The emergence of recombinant DNA as a tool to study medicine quickly promulgated the concept of cloned genes as therapeutics. As originally conceived, the concept of gene therapy was simply to introduce a wild-type copy of a deficient gene into cells to restore function in trans (1-4). Viewed in this way, the technical challenge was to efficiently deliver the gene to the appropriate cell and have it expressed for sufficient time, or readminister as often as needed, for the therapeutic application. Adenovirus (Ad) gene transfer vectors offer one strategy to achieve this. The focus on Ad for gene transfer was based on basic research establishing the biology of Ad, and the knowledge that Ad efficiently delivers the viral genome to the target cells. Importantly, Ad are not oncogenic in humans, the genomes of common Ad are completely defined, the Ad genome can be easily modified, and recombinant Ad can be readily produced in large quantities and highly concentrated without modifying the ability of the virus to infect cells.

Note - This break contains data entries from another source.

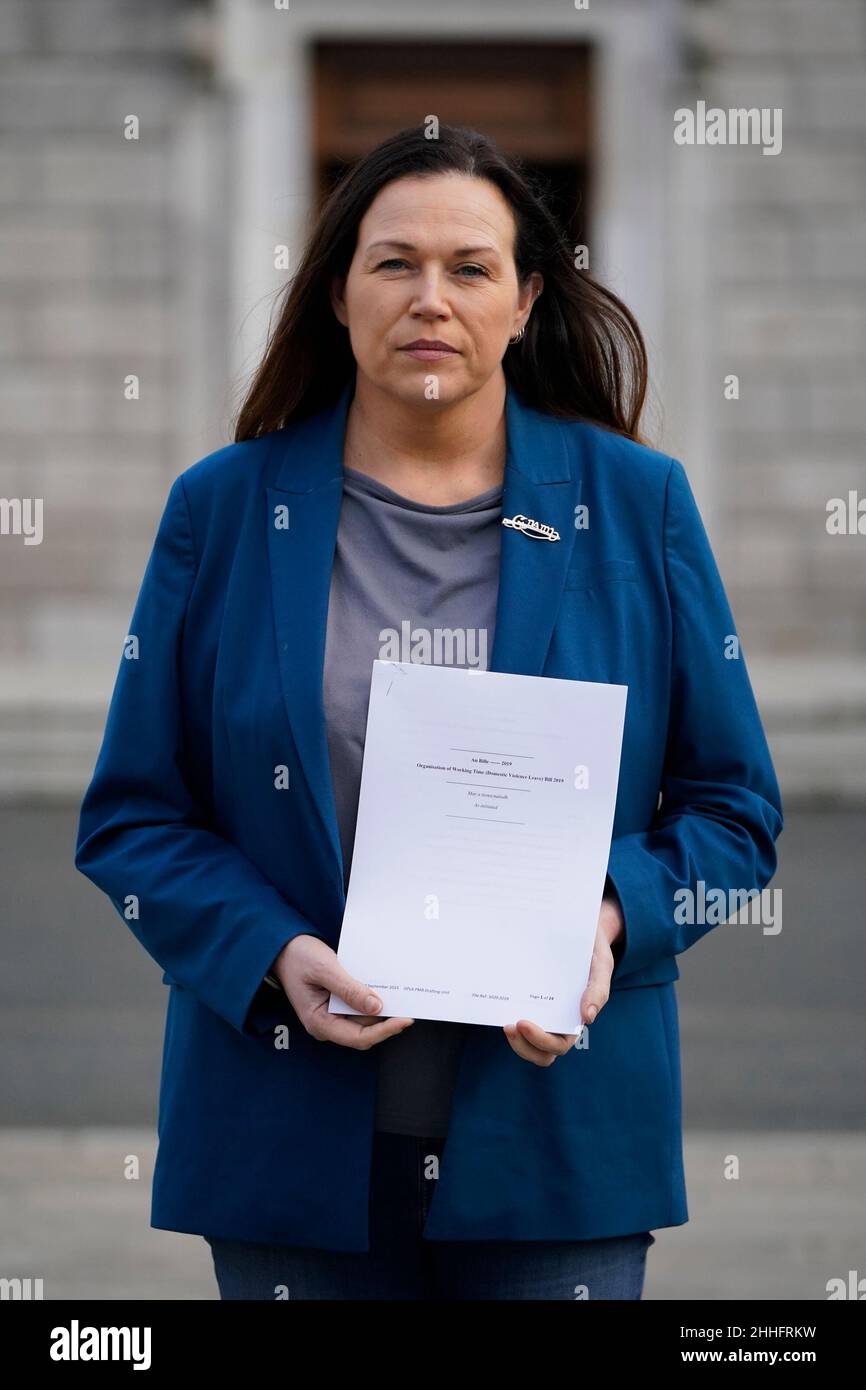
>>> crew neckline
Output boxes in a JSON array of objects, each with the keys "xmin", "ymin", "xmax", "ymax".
[{"xmin": 343, "ymin": 466, "xmax": 503, "ymax": 513}]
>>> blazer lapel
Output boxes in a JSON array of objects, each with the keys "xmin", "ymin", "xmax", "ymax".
[{"xmin": 267, "ymin": 379, "xmax": 578, "ymax": 898}]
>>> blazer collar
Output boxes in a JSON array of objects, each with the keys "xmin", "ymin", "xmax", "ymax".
[{"xmin": 267, "ymin": 378, "xmax": 588, "ymax": 895}]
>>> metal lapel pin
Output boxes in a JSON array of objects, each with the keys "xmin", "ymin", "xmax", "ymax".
[{"xmin": 502, "ymin": 513, "xmax": 560, "ymax": 541}]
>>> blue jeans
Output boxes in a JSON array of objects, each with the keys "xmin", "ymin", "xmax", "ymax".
[{"xmin": 206, "ymin": 1133, "xmax": 655, "ymax": 1302}]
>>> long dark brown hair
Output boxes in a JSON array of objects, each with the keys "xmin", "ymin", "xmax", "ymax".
[{"xmin": 235, "ymin": 125, "xmax": 648, "ymax": 443}]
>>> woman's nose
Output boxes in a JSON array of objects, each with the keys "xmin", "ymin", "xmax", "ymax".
[{"xmin": 411, "ymin": 271, "xmax": 449, "ymax": 316}]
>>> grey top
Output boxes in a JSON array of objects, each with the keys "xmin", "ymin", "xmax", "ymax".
[{"xmin": 322, "ymin": 468, "xmax": 502, "ymax": 1138}]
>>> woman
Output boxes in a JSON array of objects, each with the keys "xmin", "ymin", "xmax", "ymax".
[{"xmin": 75, "ymin": 128, "xmax": 781, "ymax": 1300}]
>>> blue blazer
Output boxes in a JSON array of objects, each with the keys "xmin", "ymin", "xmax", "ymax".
[{"xmin": 75, "ymin": 381, "xmax": 781, "ymax": 1251}]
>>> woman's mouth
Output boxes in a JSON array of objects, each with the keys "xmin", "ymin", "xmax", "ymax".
[{"xmin": 400, "ymin": 338, "xmax": 459, "ymax": 361}]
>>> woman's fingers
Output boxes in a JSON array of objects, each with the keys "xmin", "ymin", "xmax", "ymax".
[
  {"xmin": 581, "ymin": 933, "xmax": 613, "ymax": 1023},
  {"xmin": 503, "ymin": 1019, "xmax": 578, "ymax": 1066},
  {"xmin": 304, "ymin": 1002, "xmax": 414, "ymax": 1052}
]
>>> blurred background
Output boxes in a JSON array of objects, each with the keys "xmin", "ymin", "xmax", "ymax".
[{"xmin": 0, "ymin": 0, "xmax": 866, "ymax": 1300}]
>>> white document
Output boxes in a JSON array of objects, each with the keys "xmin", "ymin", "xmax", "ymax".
[{"xmin": 328, "ymin": 660, "xmax": 627, "ymax": 1033}]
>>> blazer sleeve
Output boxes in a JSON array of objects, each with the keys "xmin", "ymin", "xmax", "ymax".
[
  {"xmin": 609, "ymin": 459, "xmax": 783, "ymax": 980},
  {"xmin": 75, "ymin": 478, "xmax": 325, "ymax": 1036}
]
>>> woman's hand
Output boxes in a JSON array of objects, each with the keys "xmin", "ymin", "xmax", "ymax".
[
  {"xmin": 503, "ymin": 895, "xmax": 626, "ymax": 1066},
  {"xmin": 271, "ymin": 935, "xmax": 414, "ymax": 1052}
]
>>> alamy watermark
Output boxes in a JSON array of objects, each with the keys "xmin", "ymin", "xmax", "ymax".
[{"xmin": 674, "ymin": 878, "xmax": 781, "ymax": 937}]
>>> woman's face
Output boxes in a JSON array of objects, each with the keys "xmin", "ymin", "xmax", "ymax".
[{"xmin": 332, "ymin": 174, "xmax": 542, "ymax": 404}]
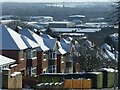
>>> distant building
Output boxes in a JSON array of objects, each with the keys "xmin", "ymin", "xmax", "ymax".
[
  {"xmin": 30, "ymin": 16, "xmax": 53, "ymax": 22},
  {"xmin": 0, "ymin": 25, "xmax": 28, "ymax": 75},
  {"xmin": 48, "ymin": 21, "xmax": 74, "ymax": 28},
  {"xmin": 68, "ymin": 15, "xmax": 85, "ymax": 24}
]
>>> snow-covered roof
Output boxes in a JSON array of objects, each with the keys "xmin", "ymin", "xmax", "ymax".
[
  {"xmin": 48, "ymin": 21, "xmax": 72, "ymax": 24},
  {"xmin": 19, "ymin": 28, "xmax": 49, "ymax": 51},
  {"xmin": 60, "ymin": 38, "xmax": 70, "ymax": 43},
  {"xmin": 100, "ymin": 43, "xmax": 111, "ymax": 51},
  {"xmin": 0, "ymin": 55, "xmax": 16, "ymax": 66},
  {"xmin": 11, "ymin": 72, "xmax": 21, "ymax": 77},
  {"xmin": 57, "ymin": 48, "xmax": 67, "ymax": 55},
  {"xmin": 81, "ymin": 40, "xmax": 95, "ymax": 47},
  {"xmin": 43, "ymin": 38, "xmax": 57, "ymax": 50},
  {"xmin": 69, "ymin": 15, "xmax": 85, "ymax": 18},
  {"xmin": 109, "ymin": 33, "xmax": 118, "ymax": 41},
  {"xmin": 51, "ymin": 28, "xmax": 101, "ymax": 33},
  {"xmin": 41, "ymin": 34, "xmax": 54, "ymax": 39},
  {"xmin": 0, "ymin": 24, "xmax": 28, "ymax": 50},
  {"xmin": 21, "ymin": 35, "xmax": 39, "ymax": 48},
  {"xmin": 100, "ymin": 68, "xmax": 115, "ymax": 72},
  {"xmin": 99, "ymin": 49, "xmax": 116, "ymax": 60},
  {"xmin": 61, "ymin": 43, "xmax": 72, "ymax": 53},
  {"xmin": 57, "ymin": 41, "xmax": 67, "ymax": 55},
  {"xmin": 66, "ymin": 37, "xmax": 73, "ymax": 42}
]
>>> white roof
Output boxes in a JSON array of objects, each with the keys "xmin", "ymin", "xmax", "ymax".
[
  {"xmin": 21, "ymin": 35, "xmax": 39, "ymax": 48},
  {"xmin": 66, "ymin": 37, "xmax": 73, "ymax": 41},
  {"xmin": 43, "ymin": 39, "xmax": 57, "ymax": 50},
  {"xmin": 11, "ymin": 72, "xmax": 21, "ymax": 77},
  {"xmin": 0, "ymin": 25, "xmax": 28, "ymax": 50},
  {"xmin": 57, "ymin": 41, "xmax": 67, "ymax": 55},
  {"xmin": 0, "ymin": 55, "xmax": 16, "ymax": 66},
  {"xmin": 57, "ymin": 48, "xmax": 67, "ymax": 55},
  {"xmin": 48, "ymin": 21, "xmax": 72, "ymax": 24},
  {"xmin": 19, "ymin": 28, "xmax": 49, "ymax": 51},
  {"xmin": 100, "ymin": 43, "xmax": 111, "ymax": 51},
  {"xmin": 51, "ymin": 28, "xmax": 101, "ymax": 33},
  {"xmin": 100, "ymin": 68, "xmax": 115, "ymax": 72},
  {"xmin": 61, "ymin": 43, "xmax": 72, "ymax": 53},
  {"xmin": 41, "ymin": 34, "xmax": 54, "ymax": 39},
  {"xmin": 69, "ymin": 15, "xmax": 85, "ymax": 18},
  {"xmin": 60, "ymin": 38, "xmax": 70, "ymax": 43}
]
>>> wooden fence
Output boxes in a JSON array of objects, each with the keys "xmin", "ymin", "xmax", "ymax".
[{"xmin": 64, "ymin": 79, "xmax": 92, "ymax": 89}]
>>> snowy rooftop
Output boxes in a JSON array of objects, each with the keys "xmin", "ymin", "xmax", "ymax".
[
  {"xmin": 48, "ymin": 21, "xmax": 72, "ymax": 24},
  {"xmin": 40, "ymin": 34, "xmax": 54, "ymax": 39},
  {"xmin": 0, "ymin": 25, "xmax": 28, "ymax": 50},
  {"xmin": 21, "ymin": 35, "xmax": 39, "ymax": 48},
  {"xmin": 20, "ymin": 28, "xmax": 49, "ymax": 51},
  {"xmin": 43, "ymin": 39, "xmax": 57, "ymax": 50},
  {"xmin": 100, "ymin": 68, "xmax": 115, "ymax": 72},
  {"xmin": 51, "ymin": 28, "xmax": 101, "ymax": 33},
  {"xmin": 0, "ymin": 55, "xmax": 16, "ymax": 66},
  {"xmin": 69, "ymin": 15, "xmax": 85, "ymax": 18}
]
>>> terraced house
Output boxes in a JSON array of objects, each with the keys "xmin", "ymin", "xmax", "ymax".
[
  {"xmin": 19, "ymin": 28, "xmax": 49, "ymax": 75},
  {"xmin": 0, "ymin": 25, "xmax": 28, "ymax": 75}
]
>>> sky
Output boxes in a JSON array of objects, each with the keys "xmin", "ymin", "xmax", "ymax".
[{"xmin": 2, "ymin": 0, "xmax": 115, "ymax": 2}]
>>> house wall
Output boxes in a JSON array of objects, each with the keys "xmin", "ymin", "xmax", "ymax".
[
  {"xmin": 2, "ymin": 70, "xmax": 22, "ymax": 89},
  {"xmin": 57, "ymin": 55, "xmax": 66, "ymax": 73},
  {"xmin": 2, "ymin": 50, "xmax": 27, "ymax": 76},
  {"xmin": 65, "ymin": 54, "xmax": 73, "ymax": 73},
  {"xmin": 37, "ymin": 51, "xmax": 48, "ymax": 75}
]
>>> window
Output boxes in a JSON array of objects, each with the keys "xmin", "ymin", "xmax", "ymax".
[
  {"xmin": 61, "ymin": 56, "xmax": 64, "ymax": 63},
  {"xmin": 28, "ymin": 67, "xmax": 36, "ymax": 76},
  {"xmin": 0, "ymin": 67, "xmax": 2, "ymax": 72},
  {"xmin": 43, "ymin": 53, "xmax": 47, "ymax": 61},
  {"xmin": 42, "ymin": 68, "xmax": 47, "ymax": 73},
  {"xmin": 32, "ymin": 67, "xmax": 36, "ymax": 76},
  {"xmin": 20, "ymin": 51, "xmax": 24, "ymax": 60},
  {"xmin": 49, "ymin": 65, "xmax": 56, "ymax": 73},
  {"xmin": 32, "ymin": 50, "xmax": 36, "ymax": 58},
  {"xmin": 27, "ymin": 50, "xmax": 36, "ymax": 59},
  {"xmin": 50, "ymin": 51, "xmax": 57, "ymax": 59},
  {"xmin": 27, "ymin": 50, "xmax": 31, "ymax": 59}
]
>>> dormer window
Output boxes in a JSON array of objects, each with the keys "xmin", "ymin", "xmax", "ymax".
[
  {"xmin": 20, "ymin": 51, "xmax": 24, "ymax": 60},
  {"xmin": 50, "ymin": 51, "xmax": 57, "ymax": 59},
  {"xmin": 27, "ymin": 49, "xmax": 37, "ymax": 59},
  {"xmin": 43, "ymin": 53, "xmax": 47, "ymax": 61}
]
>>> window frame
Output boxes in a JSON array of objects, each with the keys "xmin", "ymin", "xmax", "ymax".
[{"xmin": 19, "ymin": 50, "xmax": 24, "ymax": 61}]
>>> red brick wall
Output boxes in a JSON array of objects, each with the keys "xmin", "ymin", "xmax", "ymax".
[
  {"xmin": 2, "ymin": 50, "xmax": 27, "ymax": 75},
  {"xmin": 57, "ymin": 55, "xmax": 61, "ymax": 73},
  {"xmin": 37, "ymin": 51, "xmax": 48, "ymax": 75},
  {"xmin": 37, "ymin": 51, "xmax": 42, "ymax": 75}
]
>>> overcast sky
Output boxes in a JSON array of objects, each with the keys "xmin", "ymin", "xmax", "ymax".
[{"xmin": 2, "ymin": 0, "xmax": 115, "ymax": 2}]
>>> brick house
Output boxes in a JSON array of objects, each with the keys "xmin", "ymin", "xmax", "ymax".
[
  {"xmin": 57, "ymin": 41, "xmax": 67, "ymax": 73},
  {"xmin": 60, "ymin": 38, "xmax": 73, "ymax": 73},
  {"xmin": 0, "ymin": 55, "xmax": 22, "ymax": 89},
  {"xmin": 19, "ymin": 28, "xmax": 49, "ymax": 75},
  {"xmin": 21, "ymin": 35, "xmax": 39, "ymax": 76},
  {"xmin": 43, "ymin": 38, "xmax": 57, "ymax": 73},
  {"xmin": 0, "ymin": 25, "xmax": 28, "ymax": 75},
  {"xmin": 0, "ymin": 55, "xmax": 16, "ymax": 72}
]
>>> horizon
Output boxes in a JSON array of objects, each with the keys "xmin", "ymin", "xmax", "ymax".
[{"xmin": 0, "ymin": 0, "xmax": 116, "ymax": 3}]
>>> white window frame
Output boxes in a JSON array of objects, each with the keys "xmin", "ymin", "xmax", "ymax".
[
  {"xmin": 31, "ymin": 67, "xmax": 36, "ymax": 76},
  {"xmin": 43, "ymin": 53, "xmax": 47, "ymax": 61},
  {"xmin": 50, "ymin": 51, "xmax": 57, "ymax": 60},
  {"xmin": 49, "ymin": 65, "xmax": 57, "ymax": 73},
  {"xmin": 28, "ymin": 67, "xmax": 36, "ymax": 76},
  {"xmin": 20, "ymin": 50, "xmax": 24, "ymax": 60},
  {"xmin": 61, "ymin": 55, "xmax": 65, "ymax": 63},
  {"xmin": 27, "ymin": 49, "xmax": 37, "ymax": 60},
  {"xmin": 31, "ymin": 49, "xmax": 37, "ymax": 59}
]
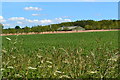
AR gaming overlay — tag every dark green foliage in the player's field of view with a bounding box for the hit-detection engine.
[1,31,119,80]
[3,20,120,33]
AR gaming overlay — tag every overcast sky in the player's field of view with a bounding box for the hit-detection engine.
[0,0,118,28]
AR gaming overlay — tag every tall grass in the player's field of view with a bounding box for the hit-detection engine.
[2,32,119,78]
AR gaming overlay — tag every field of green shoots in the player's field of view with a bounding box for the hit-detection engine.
[1,31,119,78]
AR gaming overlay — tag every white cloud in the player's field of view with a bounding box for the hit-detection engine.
[32,14,40,16]
[24,7,42,11]
[3,24,10,26]
[17,21,23,24]
[8,17,25,21]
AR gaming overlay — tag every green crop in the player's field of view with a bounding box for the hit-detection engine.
[2,31,119,78]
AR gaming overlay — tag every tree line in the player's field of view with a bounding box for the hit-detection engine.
[0,20,120,34]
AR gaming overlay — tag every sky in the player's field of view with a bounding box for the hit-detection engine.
[0,0,118,28]
[2,0,120,2]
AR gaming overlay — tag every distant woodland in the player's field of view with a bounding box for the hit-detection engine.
[0,20,120,34]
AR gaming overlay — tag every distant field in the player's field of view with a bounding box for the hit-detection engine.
[2,31,118,78]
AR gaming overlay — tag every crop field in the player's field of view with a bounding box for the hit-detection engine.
[2,31,119,78]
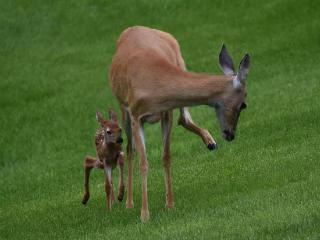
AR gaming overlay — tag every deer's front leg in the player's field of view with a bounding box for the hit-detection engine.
[118,152,124,202]
[104,165,112,210]
[82,156,96,204]
[121,106,134,208]
[178,107,218,150]
[131,117,149,221]
[161,111,173,208]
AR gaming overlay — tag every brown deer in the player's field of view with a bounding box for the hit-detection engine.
[82,110,124,210]
[109,26,250,221]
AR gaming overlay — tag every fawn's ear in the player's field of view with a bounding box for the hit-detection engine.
[96,112,104,125]
[219,44,234,75]
[109,108,118,122]
[238,53,250,83]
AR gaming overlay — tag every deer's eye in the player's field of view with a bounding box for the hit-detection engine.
[240,103,247,110]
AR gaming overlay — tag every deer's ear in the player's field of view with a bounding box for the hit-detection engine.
[109,109,118,122]
[237,53,250,83]
[219,44,234,75]
[96,112,104,125]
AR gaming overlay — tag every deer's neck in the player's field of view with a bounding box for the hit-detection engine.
[164,72,233,108]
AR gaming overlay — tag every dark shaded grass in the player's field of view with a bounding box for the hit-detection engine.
[0,0,320,239]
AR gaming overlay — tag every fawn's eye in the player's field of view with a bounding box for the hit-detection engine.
[240,103,247,110]
[106,128,112,135]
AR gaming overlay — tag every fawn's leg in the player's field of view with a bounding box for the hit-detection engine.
[178,107,218,150]
[131,116,149,221]
[104,165,112,210]
[161,111,173,208]
[121,106,134,208]
[82,156,96,204]
[118,152,124,202]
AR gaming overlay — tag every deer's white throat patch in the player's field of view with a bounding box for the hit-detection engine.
[232,75,241,88]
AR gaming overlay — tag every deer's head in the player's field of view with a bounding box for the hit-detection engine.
[215,45,250,141]
[96,109,123,144]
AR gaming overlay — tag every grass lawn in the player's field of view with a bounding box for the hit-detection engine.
[0,0,320,239]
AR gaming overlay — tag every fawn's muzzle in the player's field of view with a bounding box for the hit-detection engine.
[223,130,234,142]
[117,137,123,144]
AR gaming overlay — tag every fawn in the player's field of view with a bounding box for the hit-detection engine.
[82,110,124,210]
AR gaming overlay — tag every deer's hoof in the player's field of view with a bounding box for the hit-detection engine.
[126,202,134,209]
[140,210,150,222]
[207,143,218,151]
[118,195,123,202]
[81,194,90,205]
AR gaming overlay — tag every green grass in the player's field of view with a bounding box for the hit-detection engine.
[0,0,320,239]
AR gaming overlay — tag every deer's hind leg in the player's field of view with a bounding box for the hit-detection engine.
[161,111,173,208]
[118,152,124,202]
[82,156,96,204]
[178,107,218,150]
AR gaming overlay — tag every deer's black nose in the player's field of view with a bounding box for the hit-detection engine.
[223,130,234,141]
[117,137,123,144]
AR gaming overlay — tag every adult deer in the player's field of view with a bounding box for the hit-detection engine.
[109,26,250,221]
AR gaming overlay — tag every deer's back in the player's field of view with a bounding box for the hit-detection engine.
[109,26,184,104]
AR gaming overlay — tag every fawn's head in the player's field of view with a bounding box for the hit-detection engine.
[96,109,123,144]
[215,45,250,141]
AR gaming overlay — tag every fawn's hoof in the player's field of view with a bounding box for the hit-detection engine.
[126,202,134,208]
[207,143,218,151]
[118,194,123,202]
[118,186,124,202]
[166,202,174,208]
[81,194,90,205]
[140,210,150,222]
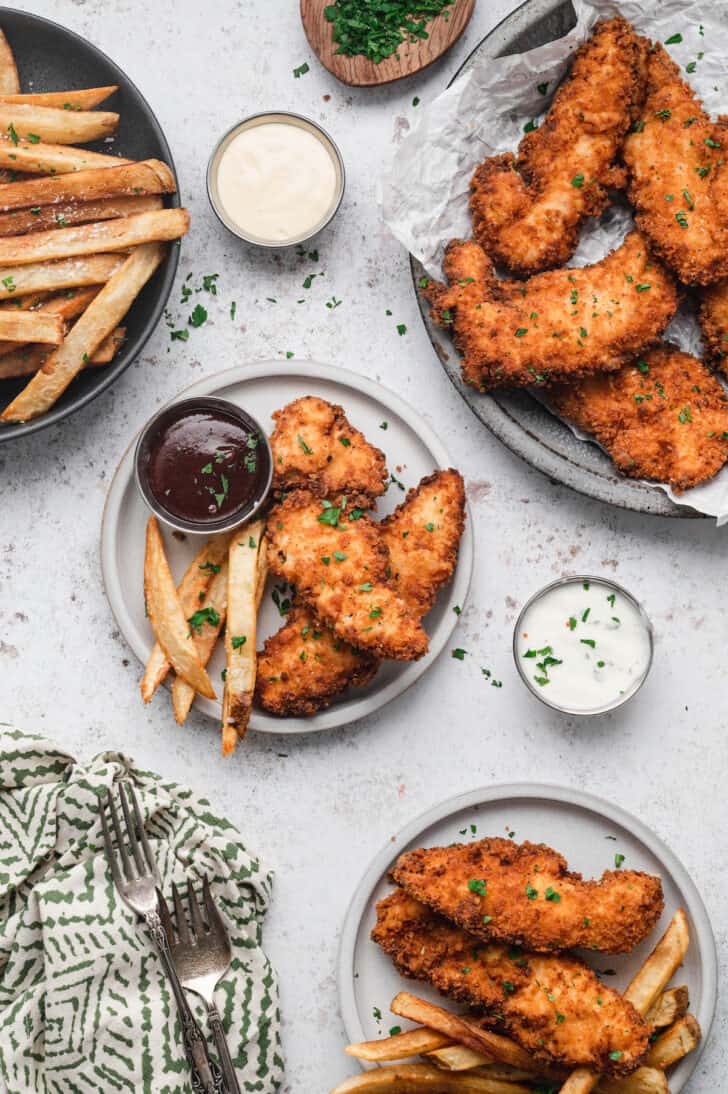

In retrospect, the original goal of using Ad as simple delivery systems to permanently complement genetic defects seems naive. Whereas Ad gene transfer vectors can achieve robust expression of the transgene in many target organs, expression of the transgene is limited in time, resulting from a complex combination of innate and adaptive immune host defenses against the virus (5,6). In this context, Ad vectors in their present form are most useful in applications where transient (days to weeks) expression is sufficient to have the desired therapeutic effect. For applications where persistent expression is required to achieve a therapeutic goal, there are still many challenges before and if Ad vectors will be successful. In this chapter, we summarize the biology of Ad, the construction and use of first-generation Ad vectors, the current status of advanced forms of Ad vectors, clinical applications of Ad vectors, and the future prospects of using Ad in gene transfer applications.